Now BIFC faces liquidity crunch
After Farmers Bank, a non-bank financial institution has failed to pay a depositor's money, a development that erodes depositors' confidence.
Bangladesh Industrial Finance Company (BIFC) failed to pay back Tk 31.73 crore of state-owned Rupali Bank due to its liquidity crunch.
Rupali Bank lodged a complaint with the Bangladesh Bank on November 22 where it said the BIFC did not pay back the money, which was a term deposit and had matured in October.
According to Rupali Bank, the bank had deposited Tk 50 crore, of which Tk 30 crore matured last month. The bank sent a number of letters to the trouble-hit BIFC for the Tk 31.73 crore, with interest, but failed to make the BIFC pay.
The BIFC even did not respond to Rupali Bank's queries, a letter mentioned.
Md Ataur Rahman Prodhan, managing director of Rupali Bank, told The Daily Star yesterday, “We have lodged a complaint with the central bank to help us recover the fund. We are also thinking of legal action against BIFC.”
Asked why the BIFC failed to pay, Managing Director MM Mostafa Bilal of the BIFC refused to comment.
The BIFC has been in trouble recently after it had failed to repay Tk 200 crore loans taken from 14 banks. It has asked the Bangladesh Bank for a bailout.
“If the central bank does not provide the fund immediately, we will have to go for liquidation,” said the BIFC in a letter to the Bangladesh Bank in July.
The central bank has barred the company from lending money and receiving deposits.
A Bangladesh Bank official told The Daily Star yesterday that such incidents create risks in the banking sector.
“Banks and NBFIs are the safest place to keep money and if these institutions fail to pay liabilities on maturity, depositors' confidence will erode,” said the official requesting not to be named.
Earlier this month, The Farmers Bank Ltd had twice failed to honour a cheque of Bangladesh Telecommunications Company Ltd worth Tk 35.44 crore because of fund shortages.
The state-run telecom company eventually got its money.
According to the Bangladesh Bank, the BIFC has been incurring a loss of Tk 6.40 crore every month and could not maintain the required Statutory Liquidity Ratio and Cash Reserve Ratio. It has been facing penalties from the central bank continuously, according to a central bank report.
The company saw its default loans spiral in the last five years, from 12.21 percent in December 2012 to 90 percent in December 2016. The BIFC's total default loans stood at Tk 780 crore at the end of last year. It was Tk 84.28 crore at the end of 2012.

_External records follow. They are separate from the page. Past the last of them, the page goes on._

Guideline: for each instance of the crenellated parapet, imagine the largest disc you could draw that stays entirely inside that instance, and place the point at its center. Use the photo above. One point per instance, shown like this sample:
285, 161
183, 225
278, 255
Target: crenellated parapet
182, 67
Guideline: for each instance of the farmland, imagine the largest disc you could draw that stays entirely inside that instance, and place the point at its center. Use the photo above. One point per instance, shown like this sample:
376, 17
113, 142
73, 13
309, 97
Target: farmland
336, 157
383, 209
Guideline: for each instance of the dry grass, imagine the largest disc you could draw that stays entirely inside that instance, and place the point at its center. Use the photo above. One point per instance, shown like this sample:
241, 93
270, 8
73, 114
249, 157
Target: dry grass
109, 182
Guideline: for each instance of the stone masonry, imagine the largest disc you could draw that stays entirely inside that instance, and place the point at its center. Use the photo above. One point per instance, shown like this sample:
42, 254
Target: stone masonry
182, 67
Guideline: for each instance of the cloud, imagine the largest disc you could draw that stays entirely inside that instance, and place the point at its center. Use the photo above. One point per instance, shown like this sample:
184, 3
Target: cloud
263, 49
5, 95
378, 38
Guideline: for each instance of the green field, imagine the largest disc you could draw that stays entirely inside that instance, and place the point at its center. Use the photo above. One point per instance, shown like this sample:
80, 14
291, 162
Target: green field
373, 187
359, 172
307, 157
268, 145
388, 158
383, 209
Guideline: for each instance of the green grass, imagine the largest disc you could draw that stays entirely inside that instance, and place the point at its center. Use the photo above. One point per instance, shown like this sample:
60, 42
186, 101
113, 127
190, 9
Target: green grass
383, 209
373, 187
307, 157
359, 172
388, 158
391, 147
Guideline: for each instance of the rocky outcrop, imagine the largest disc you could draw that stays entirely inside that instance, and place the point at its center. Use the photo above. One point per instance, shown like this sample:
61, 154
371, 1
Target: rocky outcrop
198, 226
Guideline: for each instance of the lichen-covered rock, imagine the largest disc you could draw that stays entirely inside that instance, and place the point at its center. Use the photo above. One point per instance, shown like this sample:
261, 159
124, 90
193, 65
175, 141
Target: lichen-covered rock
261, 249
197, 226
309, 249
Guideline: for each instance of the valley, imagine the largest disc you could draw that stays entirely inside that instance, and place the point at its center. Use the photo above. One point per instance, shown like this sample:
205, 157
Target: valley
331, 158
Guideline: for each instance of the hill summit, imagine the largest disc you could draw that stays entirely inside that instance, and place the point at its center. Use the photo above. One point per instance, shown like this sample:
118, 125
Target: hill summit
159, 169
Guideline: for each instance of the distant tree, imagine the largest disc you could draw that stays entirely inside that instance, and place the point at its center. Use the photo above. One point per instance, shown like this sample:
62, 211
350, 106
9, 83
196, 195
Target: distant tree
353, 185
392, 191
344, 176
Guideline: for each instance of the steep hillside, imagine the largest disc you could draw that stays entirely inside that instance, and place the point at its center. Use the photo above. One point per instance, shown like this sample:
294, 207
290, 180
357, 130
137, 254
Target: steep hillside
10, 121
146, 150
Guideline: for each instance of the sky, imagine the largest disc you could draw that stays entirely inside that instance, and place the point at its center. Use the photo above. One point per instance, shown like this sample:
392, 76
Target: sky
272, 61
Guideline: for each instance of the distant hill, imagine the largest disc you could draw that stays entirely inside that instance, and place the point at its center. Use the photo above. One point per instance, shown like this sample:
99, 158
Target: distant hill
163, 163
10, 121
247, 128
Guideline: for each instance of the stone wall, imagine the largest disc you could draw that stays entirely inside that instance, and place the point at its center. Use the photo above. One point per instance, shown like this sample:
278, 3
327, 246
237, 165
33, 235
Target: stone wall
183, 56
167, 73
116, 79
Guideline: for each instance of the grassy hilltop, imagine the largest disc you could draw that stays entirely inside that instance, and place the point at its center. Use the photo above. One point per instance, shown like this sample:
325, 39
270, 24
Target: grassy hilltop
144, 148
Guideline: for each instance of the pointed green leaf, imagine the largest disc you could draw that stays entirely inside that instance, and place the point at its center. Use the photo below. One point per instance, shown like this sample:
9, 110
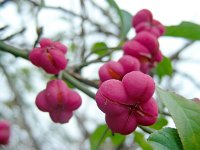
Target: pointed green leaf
165, 139
186, 116
141, 141
99, 136
161, 122
164, 68
185, 29
125, 19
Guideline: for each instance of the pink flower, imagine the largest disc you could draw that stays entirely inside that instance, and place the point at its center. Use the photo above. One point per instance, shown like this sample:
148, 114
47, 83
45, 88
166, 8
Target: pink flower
145, 48
58, 100
128, 103
50, 56
116, 70
143, 21
4, 132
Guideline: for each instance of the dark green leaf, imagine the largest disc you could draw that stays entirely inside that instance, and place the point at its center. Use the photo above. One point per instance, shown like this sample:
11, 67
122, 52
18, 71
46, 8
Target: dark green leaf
164, 68
141, 141
161, 122
99, 48
125, 19
165, 139
117, 139
98, 137
187, 30
185, 114
101, 133
126, 23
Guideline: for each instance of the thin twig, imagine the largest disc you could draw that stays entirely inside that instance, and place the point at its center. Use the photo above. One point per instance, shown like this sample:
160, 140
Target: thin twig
101, 139
146, 129
78, 85
91, 83
176, 55
13, 50
13, 35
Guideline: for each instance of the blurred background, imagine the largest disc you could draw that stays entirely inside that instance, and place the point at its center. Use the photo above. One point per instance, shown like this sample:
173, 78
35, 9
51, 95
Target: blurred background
84, 26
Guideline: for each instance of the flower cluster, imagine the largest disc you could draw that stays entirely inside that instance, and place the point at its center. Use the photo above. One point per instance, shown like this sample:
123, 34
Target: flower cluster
117, 70
125, 93
57, 98
128, 103
50, 56
4, 132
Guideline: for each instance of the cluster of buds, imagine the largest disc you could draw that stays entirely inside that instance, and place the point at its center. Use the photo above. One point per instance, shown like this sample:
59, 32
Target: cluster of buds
4, 132
50, 56
117, 70
145, 48
128, 103
57, 98
125, 93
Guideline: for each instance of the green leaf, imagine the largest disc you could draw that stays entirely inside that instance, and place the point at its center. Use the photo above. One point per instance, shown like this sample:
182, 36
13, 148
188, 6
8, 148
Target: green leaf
185, 29
164, 68
165, 139
98, 137
101, 133
99, 48
126, 23
141, 141
185, 114
117, 139
125, 19
161, 122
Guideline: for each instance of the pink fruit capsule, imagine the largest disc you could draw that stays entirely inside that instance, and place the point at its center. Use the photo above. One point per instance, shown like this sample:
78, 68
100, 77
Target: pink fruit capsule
4, 132
50, 56
58, 100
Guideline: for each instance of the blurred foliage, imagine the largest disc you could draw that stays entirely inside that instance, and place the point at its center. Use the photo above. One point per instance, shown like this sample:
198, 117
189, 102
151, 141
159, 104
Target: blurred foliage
185, 114
185, 29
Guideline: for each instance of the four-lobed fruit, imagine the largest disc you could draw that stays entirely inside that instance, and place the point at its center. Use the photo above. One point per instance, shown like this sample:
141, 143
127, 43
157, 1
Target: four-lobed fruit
58, 100
128, 103
50, 56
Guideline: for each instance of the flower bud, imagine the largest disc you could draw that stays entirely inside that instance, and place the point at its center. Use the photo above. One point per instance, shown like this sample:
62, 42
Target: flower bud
4, 132
58, 100
128, 103
50, 56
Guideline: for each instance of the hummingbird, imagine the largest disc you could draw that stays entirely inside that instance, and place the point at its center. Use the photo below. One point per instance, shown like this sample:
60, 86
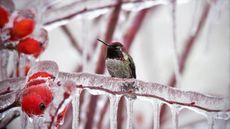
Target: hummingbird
118, 62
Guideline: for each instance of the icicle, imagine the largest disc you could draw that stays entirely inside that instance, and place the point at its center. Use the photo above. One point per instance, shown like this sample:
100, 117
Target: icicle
210, 122
129, 104
37, 123
24, 120
156, 114
114, 101
175, 55
175, 112
4, 54
76, 106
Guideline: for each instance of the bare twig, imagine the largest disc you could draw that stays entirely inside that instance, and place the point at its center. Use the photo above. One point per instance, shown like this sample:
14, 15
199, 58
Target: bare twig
9, 117
84, 10
72, 39
101, 60
187, 50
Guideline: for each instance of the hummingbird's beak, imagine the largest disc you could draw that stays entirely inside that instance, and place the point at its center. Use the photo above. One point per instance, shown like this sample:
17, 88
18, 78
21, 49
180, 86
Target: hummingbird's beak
103, 42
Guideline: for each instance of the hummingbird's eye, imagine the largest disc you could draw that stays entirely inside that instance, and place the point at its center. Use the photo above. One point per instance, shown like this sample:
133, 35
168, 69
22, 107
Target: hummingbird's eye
42, 106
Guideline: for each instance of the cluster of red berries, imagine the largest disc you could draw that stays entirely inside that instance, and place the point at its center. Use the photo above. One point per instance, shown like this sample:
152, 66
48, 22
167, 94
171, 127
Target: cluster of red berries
20, 31
37, 94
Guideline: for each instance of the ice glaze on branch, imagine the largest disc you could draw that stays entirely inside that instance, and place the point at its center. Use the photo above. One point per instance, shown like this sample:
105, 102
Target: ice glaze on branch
102, 85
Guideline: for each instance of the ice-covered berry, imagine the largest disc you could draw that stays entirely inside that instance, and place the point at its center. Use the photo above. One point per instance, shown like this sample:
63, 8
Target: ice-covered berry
4, 16
35, 100
30, 46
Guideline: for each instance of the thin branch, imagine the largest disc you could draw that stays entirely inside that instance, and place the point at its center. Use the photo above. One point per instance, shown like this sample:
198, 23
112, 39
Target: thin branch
190, 43
101, 60
149, 90
9, 118
115, 86
131, 33
72, 39
187, 50
57, 18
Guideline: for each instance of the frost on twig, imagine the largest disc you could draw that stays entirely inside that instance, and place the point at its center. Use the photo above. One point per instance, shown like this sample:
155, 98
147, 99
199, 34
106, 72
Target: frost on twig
109, 86
98, 84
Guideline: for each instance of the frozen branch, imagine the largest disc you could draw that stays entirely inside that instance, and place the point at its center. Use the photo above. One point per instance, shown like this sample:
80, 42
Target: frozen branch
58, 15
98, 84
72, 39
102, 85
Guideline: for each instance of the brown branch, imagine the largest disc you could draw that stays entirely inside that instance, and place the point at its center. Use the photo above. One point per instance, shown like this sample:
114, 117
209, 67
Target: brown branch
72, 39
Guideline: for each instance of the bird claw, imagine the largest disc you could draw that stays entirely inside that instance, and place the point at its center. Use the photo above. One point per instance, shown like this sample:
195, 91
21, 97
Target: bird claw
130, 88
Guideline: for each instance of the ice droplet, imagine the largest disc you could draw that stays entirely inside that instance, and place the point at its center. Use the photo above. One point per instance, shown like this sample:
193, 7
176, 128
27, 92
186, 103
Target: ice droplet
129, 105
24, 120
4, 54
114, 101
76, 107
156, 114
210, 122
7, 116
175, 112
47, 66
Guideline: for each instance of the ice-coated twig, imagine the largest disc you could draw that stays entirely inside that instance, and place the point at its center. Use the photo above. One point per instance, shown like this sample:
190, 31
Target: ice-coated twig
175, 112
67, 12
156, 114
174, 44
8, 116
210, 122
130, 34
114, 101
76, 107
72, 39
189, 43
129, 105
163, 93
100, 68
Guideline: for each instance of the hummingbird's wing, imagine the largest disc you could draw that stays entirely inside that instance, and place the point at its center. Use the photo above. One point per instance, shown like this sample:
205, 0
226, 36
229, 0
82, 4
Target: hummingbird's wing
132, 66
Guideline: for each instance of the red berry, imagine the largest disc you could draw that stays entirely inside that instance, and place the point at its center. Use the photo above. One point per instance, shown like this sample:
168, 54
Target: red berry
22, 27
30, 46
26, 69
41, 75
61, 116
35, 100
4, 16
36, 82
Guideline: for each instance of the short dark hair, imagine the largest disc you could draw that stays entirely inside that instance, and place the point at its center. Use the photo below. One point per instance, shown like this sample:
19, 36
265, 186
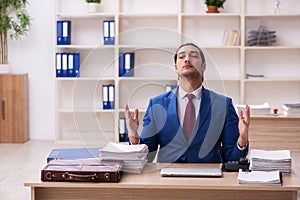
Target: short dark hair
189, 44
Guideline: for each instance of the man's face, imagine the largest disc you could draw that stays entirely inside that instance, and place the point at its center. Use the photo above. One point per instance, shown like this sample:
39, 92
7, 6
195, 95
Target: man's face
189, 62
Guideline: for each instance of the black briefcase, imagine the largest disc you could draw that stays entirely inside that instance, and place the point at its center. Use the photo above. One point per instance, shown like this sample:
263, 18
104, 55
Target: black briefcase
82, 170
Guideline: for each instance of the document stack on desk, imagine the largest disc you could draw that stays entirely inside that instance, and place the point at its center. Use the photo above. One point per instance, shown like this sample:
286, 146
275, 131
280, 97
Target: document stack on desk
260, 177
291, 109
279, 160
263, 109
133, 156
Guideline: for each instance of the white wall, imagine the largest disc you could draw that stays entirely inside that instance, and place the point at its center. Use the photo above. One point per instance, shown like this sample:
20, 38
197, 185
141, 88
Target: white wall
34, 54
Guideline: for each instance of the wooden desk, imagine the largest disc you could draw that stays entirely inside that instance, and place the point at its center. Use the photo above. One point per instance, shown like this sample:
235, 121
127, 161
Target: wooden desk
150, 185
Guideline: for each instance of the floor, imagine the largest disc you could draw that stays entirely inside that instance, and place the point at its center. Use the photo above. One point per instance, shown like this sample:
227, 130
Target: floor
23, 162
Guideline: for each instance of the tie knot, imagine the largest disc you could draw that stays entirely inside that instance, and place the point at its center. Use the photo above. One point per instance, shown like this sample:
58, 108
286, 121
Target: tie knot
190, 96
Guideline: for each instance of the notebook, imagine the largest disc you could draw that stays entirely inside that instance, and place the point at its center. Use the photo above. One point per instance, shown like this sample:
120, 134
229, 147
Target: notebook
191, 172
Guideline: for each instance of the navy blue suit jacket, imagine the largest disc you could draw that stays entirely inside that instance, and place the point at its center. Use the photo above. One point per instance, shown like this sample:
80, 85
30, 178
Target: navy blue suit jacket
216, 126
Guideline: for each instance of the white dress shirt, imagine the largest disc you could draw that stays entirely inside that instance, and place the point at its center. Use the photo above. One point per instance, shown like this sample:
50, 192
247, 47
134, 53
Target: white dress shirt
182, 101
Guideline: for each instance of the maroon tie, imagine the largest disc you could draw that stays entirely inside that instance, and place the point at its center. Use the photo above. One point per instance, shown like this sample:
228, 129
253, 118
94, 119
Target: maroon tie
189, 117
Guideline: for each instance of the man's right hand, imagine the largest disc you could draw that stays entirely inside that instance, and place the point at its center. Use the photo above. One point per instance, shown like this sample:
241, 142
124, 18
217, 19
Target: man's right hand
132, 124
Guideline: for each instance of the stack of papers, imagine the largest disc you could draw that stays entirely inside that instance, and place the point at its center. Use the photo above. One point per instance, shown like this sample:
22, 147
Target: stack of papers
134, 157
291, 109
261, 160
263, 109
260, 177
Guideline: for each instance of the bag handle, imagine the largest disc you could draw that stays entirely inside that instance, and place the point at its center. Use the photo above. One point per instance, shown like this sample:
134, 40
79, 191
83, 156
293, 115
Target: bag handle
80, 177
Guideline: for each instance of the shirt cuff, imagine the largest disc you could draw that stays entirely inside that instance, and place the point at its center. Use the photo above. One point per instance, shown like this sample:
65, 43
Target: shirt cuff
136, 143
241, 148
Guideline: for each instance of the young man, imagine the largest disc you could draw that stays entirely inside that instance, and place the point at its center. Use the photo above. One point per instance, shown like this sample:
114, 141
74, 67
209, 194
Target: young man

At the end of last year, its total deposits stood at Tk 508.62 crore, down 13.25 percent from that of the year before. Its loan portfolio shrunk to Tk 876 crore at the end of last year from Tk 1,063 crore of the previous year.
The BIFC submitted to the central plan a recovery plan containing three options. One of them involves taking Tk 500 crore from the Bangladesh Bank to pay off its bank loans.
Another is to inject fresh equity by raising the paid-up capital. The third option is to prevent the banks from realising loan repayments and rescheduling of the payments with a year's grace period.